OGC History (abbreviated)
Early success of GIS led to a problem no vendor could solve alone
By the mid-1980s, geographic information system (GIS) software was heavily used in the natural resources and defense domains, especially within government agencies. Other market sectors, such as state and local government, civil engineering, transportation and business marketing were seriously exploring the technology. The future looked bright, but there were frustrations brewing among users.
Users liked the power and potential of the new mapping and spatial analysis tools. However, the expensive software's limited extensibility and flexibility and inability to share geospatial data between systems caused severe frustration.
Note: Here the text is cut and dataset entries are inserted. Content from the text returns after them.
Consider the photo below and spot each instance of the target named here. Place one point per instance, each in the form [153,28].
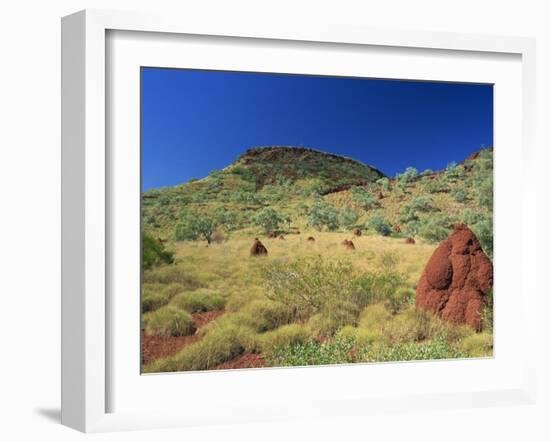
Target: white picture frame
[86,207]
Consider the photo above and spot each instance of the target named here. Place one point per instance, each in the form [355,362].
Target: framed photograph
[252,212]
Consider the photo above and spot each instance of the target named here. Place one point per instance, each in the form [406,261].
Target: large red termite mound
[258,249]
[456,279]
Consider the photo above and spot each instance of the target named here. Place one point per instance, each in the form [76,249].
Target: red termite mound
[456,279]
[349,245]
[257,249]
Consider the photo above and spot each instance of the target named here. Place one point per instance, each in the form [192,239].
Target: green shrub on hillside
[153,252]
[436,184]
[408,176]
[323,215]
[384,183]
[334,351]
[460,195]
[477,345]
[225,218]
[425,351]
[436,227]
[484,192]
[269,219]
[307,285]
[363,198]
[454,171]
[348,218]
[481,224]
[195,226]
[379,224]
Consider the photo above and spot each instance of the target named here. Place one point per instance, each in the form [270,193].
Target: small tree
[269,219]
[484,192]
[348,217]
[460,195]
[195,226]
[410,174]
[379,224]
[384,183]
[323,214]
[225,218]
[363,198]
[454,171]
[153,252]
[436,228]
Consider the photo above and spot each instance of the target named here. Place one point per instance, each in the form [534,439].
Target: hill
[291,189]
[209,303]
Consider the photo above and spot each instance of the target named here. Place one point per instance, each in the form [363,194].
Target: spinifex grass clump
[200,300]
[155,296]
[169,321]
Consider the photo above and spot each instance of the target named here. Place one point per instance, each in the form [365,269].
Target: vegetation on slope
[308,303]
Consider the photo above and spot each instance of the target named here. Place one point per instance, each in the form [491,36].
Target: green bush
[379,224]
[373,287]
[200,300]
[269,219]
[323,215]
[225,218]
[408,176]
[348,218]
[169,321]
[435,184]
[334,351]
[332,318]
[363,198]
[309,284]
[477,345]
[433,350]
[436,228]
[481,224]
[384,182]
[454,171]
[375,318]
[195,226]
[460,195]
[399,299]
[263,315]
[153,253]
[362,337]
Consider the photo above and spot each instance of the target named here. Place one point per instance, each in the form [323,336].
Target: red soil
[155,347]
[247,360]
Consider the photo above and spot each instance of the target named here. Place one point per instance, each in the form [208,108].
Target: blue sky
[197,121]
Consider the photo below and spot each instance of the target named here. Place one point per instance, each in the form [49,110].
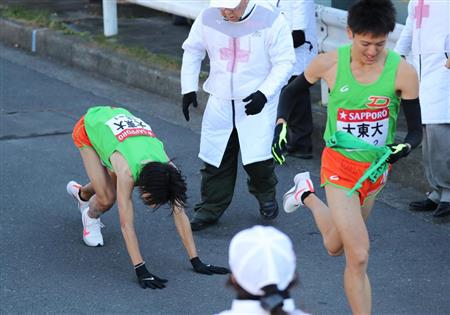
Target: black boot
[268,209]
[442,210]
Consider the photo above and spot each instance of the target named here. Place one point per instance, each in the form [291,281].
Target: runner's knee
[357,258]
[105,201]
[336,253]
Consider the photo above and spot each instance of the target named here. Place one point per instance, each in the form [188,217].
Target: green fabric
[342,140]
[368,111]
[138,145]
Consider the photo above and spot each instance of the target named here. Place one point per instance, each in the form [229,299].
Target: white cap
[260,256]
[229,4]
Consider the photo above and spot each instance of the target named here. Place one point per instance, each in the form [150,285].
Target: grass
[43,18]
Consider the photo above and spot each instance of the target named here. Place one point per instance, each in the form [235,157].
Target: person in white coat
[263,263]
[426,36]
[251,55]
[301,17]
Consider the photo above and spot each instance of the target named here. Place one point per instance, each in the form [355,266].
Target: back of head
[161,183]
[375,17]
[262,256]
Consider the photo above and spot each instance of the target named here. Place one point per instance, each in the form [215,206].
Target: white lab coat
[246,56]
[427,38]
[301,15]
[250,307]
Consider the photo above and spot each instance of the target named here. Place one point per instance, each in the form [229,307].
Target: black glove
[148,280]
[298,38]
[279,143]
[398,151]
[258,100]
[207,269]
[188,99]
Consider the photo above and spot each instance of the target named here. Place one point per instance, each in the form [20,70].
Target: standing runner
[119,152]
[368,84]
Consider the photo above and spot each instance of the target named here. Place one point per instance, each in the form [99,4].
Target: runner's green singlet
[113,129]
[367,111]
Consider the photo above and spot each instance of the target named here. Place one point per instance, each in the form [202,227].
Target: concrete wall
[58,5]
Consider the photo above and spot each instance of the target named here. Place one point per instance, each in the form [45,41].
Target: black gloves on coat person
[188,99]
[298,38]
[257,102]
[200,267]
[148,280]
[398,151]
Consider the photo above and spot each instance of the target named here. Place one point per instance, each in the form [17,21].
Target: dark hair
[160,183]
[376,17]
[242,294]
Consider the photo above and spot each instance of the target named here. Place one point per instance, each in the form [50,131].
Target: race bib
[369,125]
[124,126]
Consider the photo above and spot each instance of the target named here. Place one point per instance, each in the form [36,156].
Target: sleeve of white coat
[194,53]
[282,57]
[404,43]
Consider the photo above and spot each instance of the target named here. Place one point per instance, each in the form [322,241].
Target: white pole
[110,17]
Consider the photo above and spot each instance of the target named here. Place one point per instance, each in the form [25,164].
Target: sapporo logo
[378,101]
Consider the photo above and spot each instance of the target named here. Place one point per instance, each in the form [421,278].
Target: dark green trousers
[217,186]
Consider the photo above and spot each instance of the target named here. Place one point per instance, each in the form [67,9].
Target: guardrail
[331,23]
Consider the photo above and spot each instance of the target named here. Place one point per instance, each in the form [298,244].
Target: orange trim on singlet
[343,172]
[79,135]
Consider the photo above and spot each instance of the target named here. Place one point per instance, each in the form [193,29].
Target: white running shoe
[73,189]
[92,234]
[292,200]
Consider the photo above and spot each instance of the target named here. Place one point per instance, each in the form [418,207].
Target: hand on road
[207,269]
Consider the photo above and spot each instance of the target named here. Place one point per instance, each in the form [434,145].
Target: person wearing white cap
[251,55]
[263,263]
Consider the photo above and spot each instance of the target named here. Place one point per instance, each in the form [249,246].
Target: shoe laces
[94,222]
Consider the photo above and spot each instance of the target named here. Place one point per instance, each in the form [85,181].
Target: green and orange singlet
[113,129]
[367,111]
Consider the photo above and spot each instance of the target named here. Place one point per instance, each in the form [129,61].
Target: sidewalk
[142,30]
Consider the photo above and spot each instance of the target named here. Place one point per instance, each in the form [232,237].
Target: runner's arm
[184,230]
[124,189]
[313,73]
[408,85]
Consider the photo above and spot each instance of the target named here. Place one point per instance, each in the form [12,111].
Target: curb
[79,53]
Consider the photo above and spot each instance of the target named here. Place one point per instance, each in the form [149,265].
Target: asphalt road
[46,268]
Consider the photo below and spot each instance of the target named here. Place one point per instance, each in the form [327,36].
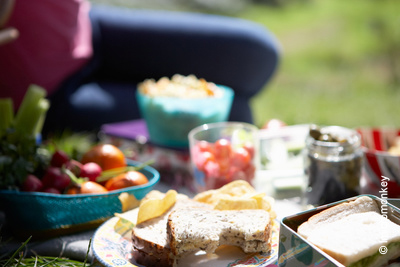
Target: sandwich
[193,229]
[190,226]
[354,234]
[150,246]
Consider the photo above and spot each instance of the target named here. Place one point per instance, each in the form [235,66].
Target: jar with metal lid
[333,164]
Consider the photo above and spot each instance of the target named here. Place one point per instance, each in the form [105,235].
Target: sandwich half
[353,234]
[150,240]
[192,229]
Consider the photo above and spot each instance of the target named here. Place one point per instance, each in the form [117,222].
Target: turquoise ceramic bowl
[169,120]
[36,212]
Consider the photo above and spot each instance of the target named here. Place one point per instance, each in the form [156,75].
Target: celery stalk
[45,105]
[30,111]
[6,114]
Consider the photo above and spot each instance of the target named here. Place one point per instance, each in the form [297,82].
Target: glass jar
[333,164]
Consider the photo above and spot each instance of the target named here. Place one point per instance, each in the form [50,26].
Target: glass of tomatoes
[223,152]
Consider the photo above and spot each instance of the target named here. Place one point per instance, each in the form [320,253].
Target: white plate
[112,247]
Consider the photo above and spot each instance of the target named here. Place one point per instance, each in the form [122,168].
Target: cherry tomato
[240,157]
[222,148]
[91,170]
[201,159]
[59,158]
[204,146]
[130,178]
[56,178]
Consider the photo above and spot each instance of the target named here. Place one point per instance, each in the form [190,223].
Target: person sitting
[91,57]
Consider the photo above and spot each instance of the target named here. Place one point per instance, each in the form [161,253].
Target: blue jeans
[133,45]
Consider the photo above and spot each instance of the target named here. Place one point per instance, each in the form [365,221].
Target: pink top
[54,41]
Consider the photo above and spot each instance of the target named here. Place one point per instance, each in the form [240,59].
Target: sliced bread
[360,205]
[149,239]
[192,229]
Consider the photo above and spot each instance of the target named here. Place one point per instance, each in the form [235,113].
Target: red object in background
[273,124]
[32,184]
[378,163]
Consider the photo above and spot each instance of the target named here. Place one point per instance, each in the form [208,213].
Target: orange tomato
[106,155]
[87,187]
[90,187]
[127,179]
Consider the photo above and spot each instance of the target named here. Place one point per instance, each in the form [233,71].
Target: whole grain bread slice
[191,229]
[150,240]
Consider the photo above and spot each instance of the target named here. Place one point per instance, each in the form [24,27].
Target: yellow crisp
[154,207]
[237,195]
[128,201]
[236,204]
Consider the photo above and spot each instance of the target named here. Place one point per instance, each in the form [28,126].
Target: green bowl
[48,214]
[170,119]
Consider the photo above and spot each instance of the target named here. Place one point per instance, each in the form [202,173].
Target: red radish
[91,170]
[59,158]
[55,177]
[32,184]
[74,166]
[51,190]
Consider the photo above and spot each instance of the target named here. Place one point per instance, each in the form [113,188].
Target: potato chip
[236,204]
[236,188]
[128,201]
[154,207]
[237,195]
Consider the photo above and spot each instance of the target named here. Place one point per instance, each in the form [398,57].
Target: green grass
[332,70]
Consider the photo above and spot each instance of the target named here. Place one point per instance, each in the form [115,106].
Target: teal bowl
[47,215]
[170,119]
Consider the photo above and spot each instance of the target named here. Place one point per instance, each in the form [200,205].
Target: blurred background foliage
[340,60]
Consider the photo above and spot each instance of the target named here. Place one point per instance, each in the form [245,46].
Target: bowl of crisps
[172,107]
[381,147]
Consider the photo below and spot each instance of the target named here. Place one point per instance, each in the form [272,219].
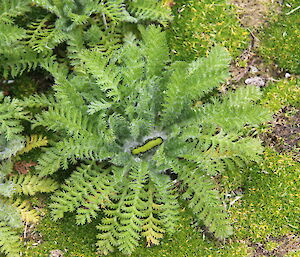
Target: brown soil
[284,135]
[287,244]
[253,13]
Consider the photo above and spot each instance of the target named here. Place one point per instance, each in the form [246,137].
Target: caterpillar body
[147,146]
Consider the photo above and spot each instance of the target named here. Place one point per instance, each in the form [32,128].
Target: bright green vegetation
[285,92]
[147,146]
[34,31]
[198,25]
[80,241]
[280,38]
[271,204]
[13,210]
[108,106]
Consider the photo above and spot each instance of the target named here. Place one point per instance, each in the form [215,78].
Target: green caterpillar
[147,146]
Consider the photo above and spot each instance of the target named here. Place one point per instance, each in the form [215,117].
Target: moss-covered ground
[264,205]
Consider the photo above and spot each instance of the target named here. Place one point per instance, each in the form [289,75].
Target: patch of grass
[198,25]
[271,204]
[280,38]
[285,92]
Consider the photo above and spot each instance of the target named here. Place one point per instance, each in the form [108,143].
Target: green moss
[271,204]
[198,25]
[285,92]
[280,39]
[79,241]
[64,235]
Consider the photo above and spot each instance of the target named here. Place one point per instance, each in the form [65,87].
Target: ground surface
[265,211]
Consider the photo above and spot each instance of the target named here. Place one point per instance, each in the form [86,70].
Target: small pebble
[256,81]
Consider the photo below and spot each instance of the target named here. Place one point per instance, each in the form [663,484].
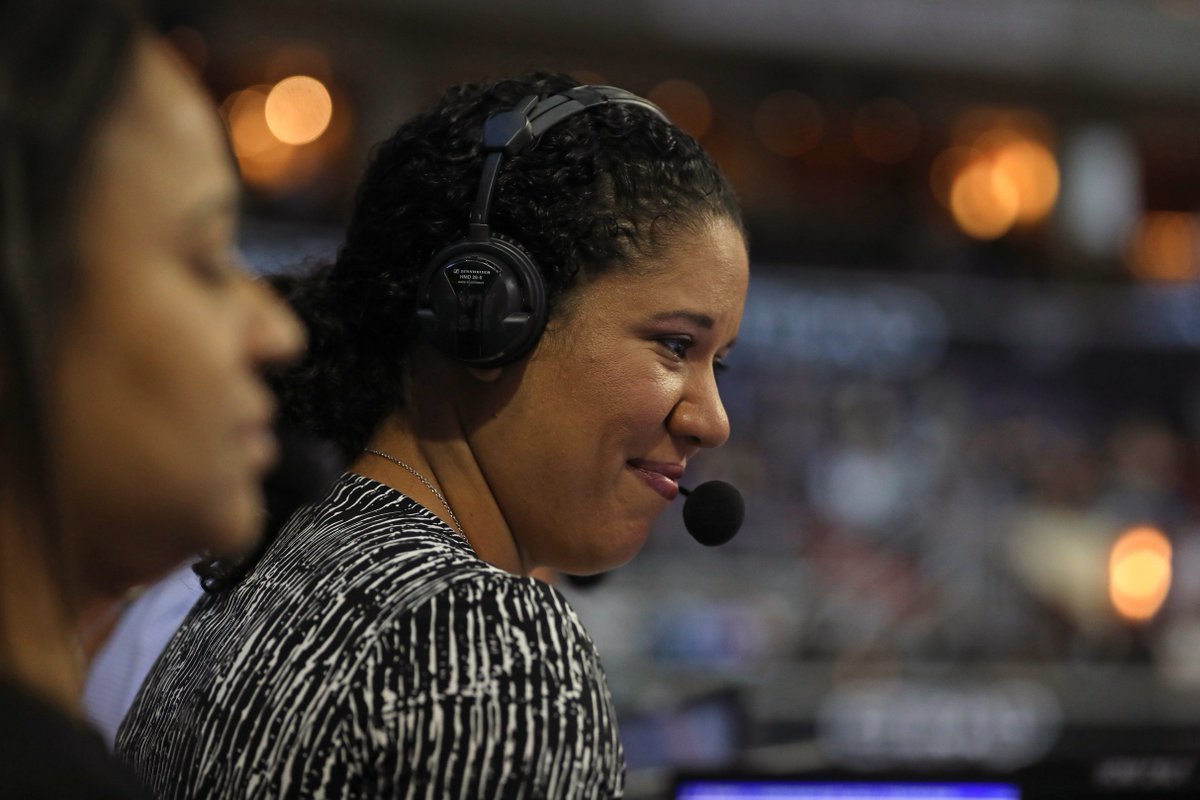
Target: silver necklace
[423,480]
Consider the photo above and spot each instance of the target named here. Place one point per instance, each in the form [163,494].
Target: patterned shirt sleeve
[489,690]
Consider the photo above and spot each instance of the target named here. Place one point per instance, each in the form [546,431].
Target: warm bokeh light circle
[298,109]
[1139,572]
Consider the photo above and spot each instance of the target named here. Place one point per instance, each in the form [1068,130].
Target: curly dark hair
[594,192]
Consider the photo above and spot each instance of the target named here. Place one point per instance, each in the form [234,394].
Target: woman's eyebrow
[696,318]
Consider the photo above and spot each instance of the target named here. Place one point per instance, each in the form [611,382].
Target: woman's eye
[678,347]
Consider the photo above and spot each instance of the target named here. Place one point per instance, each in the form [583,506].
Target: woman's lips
[663,477]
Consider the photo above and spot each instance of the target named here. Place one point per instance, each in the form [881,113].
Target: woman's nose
[700,415]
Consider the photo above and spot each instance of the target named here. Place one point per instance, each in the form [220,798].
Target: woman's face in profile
[618,396]
[162,421]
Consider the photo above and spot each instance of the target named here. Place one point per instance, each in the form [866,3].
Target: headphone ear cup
[483,302]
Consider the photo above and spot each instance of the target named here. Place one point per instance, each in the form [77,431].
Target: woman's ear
[489,376]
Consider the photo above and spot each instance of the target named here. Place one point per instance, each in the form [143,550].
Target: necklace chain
[423,480]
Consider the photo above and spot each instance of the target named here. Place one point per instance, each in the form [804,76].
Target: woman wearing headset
[135,425]
[517,348]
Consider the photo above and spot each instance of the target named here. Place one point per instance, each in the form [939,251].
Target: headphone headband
[483,300]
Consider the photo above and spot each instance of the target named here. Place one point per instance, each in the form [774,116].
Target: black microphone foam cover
[713,512]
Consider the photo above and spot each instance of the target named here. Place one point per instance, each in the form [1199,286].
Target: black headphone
[483,300]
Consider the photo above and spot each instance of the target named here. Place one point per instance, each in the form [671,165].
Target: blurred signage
[875,328]
[891,722]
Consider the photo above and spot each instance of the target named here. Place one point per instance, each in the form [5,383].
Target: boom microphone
[713,512]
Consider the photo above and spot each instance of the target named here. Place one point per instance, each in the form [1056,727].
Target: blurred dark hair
[61,65]
[598,190]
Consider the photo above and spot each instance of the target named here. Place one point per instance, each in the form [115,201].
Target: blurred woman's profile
[135,421]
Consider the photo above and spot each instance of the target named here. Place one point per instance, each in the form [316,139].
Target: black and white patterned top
[371,654]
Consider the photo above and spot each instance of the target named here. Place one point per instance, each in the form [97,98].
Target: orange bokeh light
[1165,246]
[1139,572]
[298,109]
[985,202]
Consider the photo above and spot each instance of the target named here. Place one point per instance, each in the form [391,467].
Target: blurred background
[966,397]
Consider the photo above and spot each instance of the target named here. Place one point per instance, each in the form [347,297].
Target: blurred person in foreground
[135,423]
[390,641]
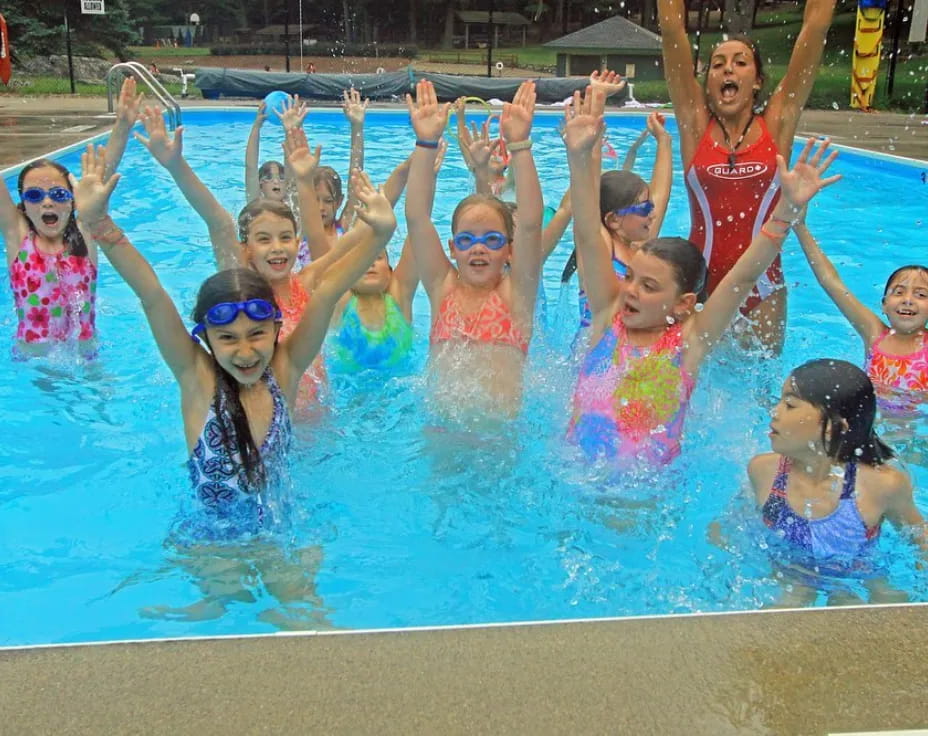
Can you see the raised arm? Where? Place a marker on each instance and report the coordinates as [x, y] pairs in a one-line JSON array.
[[253, 155], [662, 173], [223, 233], [687, 96], [516, 127], [868, 325], [556, 227], [798, 186], [376, 223], [582, 134], [91, 195], [428, 121], [791, 94], [127, 112], [355, 109]]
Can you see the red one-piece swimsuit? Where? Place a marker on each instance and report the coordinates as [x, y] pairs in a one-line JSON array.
[[729, 204]]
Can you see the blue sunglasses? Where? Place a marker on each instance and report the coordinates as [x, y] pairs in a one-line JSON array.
[[35, 195], [226, 312], [642, 209], [493, 240]]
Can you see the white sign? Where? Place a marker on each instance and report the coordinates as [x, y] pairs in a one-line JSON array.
[[92, 7]]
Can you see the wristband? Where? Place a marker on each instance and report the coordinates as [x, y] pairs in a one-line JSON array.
[[519, 145]]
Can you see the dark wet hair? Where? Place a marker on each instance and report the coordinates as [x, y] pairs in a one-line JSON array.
[[258, 207], [234, 285], [902, 269], [267, 169], [329, 176], [73, 240], [843, 393], [618, 189], [490, 201], [758, 59], [689, 267]]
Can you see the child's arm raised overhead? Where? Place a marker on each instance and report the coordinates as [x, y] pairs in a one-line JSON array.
[[375, 226], [428, 121], [91, 196], [798, 186], [868, 325], [127, 112], [582, 133], [223, 233], [252, 154], [516, 128], [662, 173]]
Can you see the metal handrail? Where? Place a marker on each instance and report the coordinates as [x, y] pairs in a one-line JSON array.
[[142, 74]]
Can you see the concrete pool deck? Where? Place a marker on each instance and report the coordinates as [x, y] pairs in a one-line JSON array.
[[32, 126], [816, 671]]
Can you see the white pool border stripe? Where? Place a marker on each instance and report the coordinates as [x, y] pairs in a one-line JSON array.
[[822, 611], [547, 111]]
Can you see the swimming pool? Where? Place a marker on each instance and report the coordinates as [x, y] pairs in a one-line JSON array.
[[403, 524]]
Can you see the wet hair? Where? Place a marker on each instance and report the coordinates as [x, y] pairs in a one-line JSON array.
[[758, 59], [843, 393], [895, 274], [73, 240], [258, 207], [267, 169], [234, 285], [490, 201], [686, 261], [618, 189], [329, 176]]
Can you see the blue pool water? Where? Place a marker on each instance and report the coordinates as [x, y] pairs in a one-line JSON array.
[[401, 523]]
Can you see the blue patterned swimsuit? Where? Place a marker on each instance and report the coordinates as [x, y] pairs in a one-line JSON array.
[[229, 506], [841, 542]]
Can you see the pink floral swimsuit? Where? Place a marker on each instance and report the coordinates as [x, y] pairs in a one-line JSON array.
[[54, 295]]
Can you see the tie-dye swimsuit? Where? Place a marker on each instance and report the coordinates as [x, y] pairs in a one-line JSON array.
[[630, 402]]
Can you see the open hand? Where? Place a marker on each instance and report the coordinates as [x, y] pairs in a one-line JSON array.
[[352, 106], [373, 207], [129, 103], [167, 151], [427, 116], [516, 121], [92, 192], [801, 183], [296, 151]]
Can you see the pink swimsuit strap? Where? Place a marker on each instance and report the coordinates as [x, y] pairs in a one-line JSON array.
[[492, 323]]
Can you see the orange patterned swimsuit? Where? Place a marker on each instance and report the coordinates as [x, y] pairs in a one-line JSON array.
[[900, 381], [292, 311], [492, 323]]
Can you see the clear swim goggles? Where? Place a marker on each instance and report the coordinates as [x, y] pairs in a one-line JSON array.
[[36, 195], [493, 240], [224, 313]]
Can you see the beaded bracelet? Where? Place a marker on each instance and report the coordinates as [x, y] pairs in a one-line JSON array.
[[519, 145]]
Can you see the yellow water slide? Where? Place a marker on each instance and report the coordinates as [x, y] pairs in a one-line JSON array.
[[868, 41]]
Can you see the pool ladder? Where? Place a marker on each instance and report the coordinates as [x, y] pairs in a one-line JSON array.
[[170, 105]]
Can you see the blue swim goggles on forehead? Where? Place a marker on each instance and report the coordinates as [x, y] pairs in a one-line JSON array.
[[226, 312], [493, 240], [642, 209], [36, 195]]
Users were forced to use inefficient, time consuming and error-prone data transfer methods.
While several commercial GIS products were available, for a variety of reasons related to funding, some agencies developed their own GIS software. Late in the 1970s, the US Fish and Wildlife Service contracted for the development of MOSS (Map Overlay and Statistical System), an open source vector GIS that was used in many U.S. Department of Interior agencies and in a number of state and local governments. In the early 1980s, a raster GIS, GRASS (Geographic Resources Analysis Support System), was developed at the U. S. Army Corps of Engineers' Construction Engineering Research Laboratory (CERL). The Corps of Engineers, U.S. Department of Agriculture Soil Conservation Service, and National Park Service standardized on GRASS and it was used in universities around the world. GRASS took advantage of the openness of the UNIX environment and the internet and became one of the first global open source software projects. Coordinated by CERL, developers from around the world contributed code. GRASS was successfully integrated with other public domain spatial, statistical and imaging analysis packages.
A major setback leads to an ultimately successful path.
The Corps, despite receiving a congressional award for its GRASS initiative, had to transition the project to the private sector because of other considerations. Leaders of the GRASS community, led by multiple public sector agencies, needed support from the private sector for the software to effectively support users in government, industry, and academia. In 1992, the GRASS user community formed a non-profit organization -- the Open GRASS Foundation (OGF) -- chartered to stimulate private sector support for GRASS and create a consensus-based membership process for management of GRASS community affairs.
With the demand for more software choices, better and faster integration,and a speedier procurement process, the GRASS group focused on the issue of cooperative planning and facilitation of interoperable geoprocessing. Instead of focusing solely on open source software, the group aimed to create a process that might (1) make more commercial as well as non-commercial geoprocessing choices available in the marketplace, (2) act as a sounding board for the user community to articulate its requirements to the developer community, and (3) speed up procurement by aligning the needs of the users with the product plans of the vendors. GRASS, though free, modular, and maintained in a process driven by user input, did not provide a full interoperability solution. It had an open data format, but that was not sufficient to enable interoperability with other software packages. The OpenGIS Project, which preceded the formal launch of the current Open Geospatial Consortium, Inc. (OGC) in 1994, defined (with the participation of the principal MOSS developers) a vision of diverse geoprocessing systems communicating directly over networks by means of a set of open interfaces based on the "Open Geodata Interoperability Specification" (OGIS).
OGC was founded with eight charter members at the time of its first Board of Directors meeting on September 25, 1994. These members were Camber Corporation, University of Arkansas - CAST, Center for Environmental Design Research at the University of California – Berkeley, Intergraph Corporation, PCI Remote Sensing, QUBA, USACERL (US Army Corps of Engineers Construction Engineering Research Laboratory), and USDA Soil Conservation Service. Intergraph was OGC's first commercial Principal Member.
From 1994 to 2004, the membership has grown from 20 to more than 250 government, academic, and private sector organizations. Traditional GIS vendors are involved, along with technology integrators, data providers, and companies at the cutting edge of location services.
Liaisons with other standards, professional and educational organizations have been established and maintained.
OGC has always been a worldwide organization, concerned with global outreach and education as much as with specification development. In 2000 OGC founded The Open Geospatial Consortium (Europe) Limited (OGCE). OGC Austral-Asia, also known as OGC-A, followed in 2003. A third related organization, the OGC-Interoperability Institute (OGCII), was organized in 2004 to create academic partnerships in support of the interoperability objectives of the research community, as well as to provide better definition and support for the evolving science of Spatial Analysis.
In the early years, OGC engaged the major GIS companies and some major user agencies in a consensus process to define and agree to the details of the OpenGIS Abstract Specification. OGC has continued to make progress, from the Specification Program's first approved implementation specification in 1997 and the first Interoperability Program testbed (Web Mapping Testbed) in 1999 to today's broad array of specifications and initiatives. More than a dozen approved specifications are now freely available to address the challenges identified at OGC's founding. The real measure of OGC's success is that these specifications, which collectively form a reference architecture for interoperability, have been implemented in hundreds of commercial and open source geoprocessing products and are being implemented in communities and organizations around the world.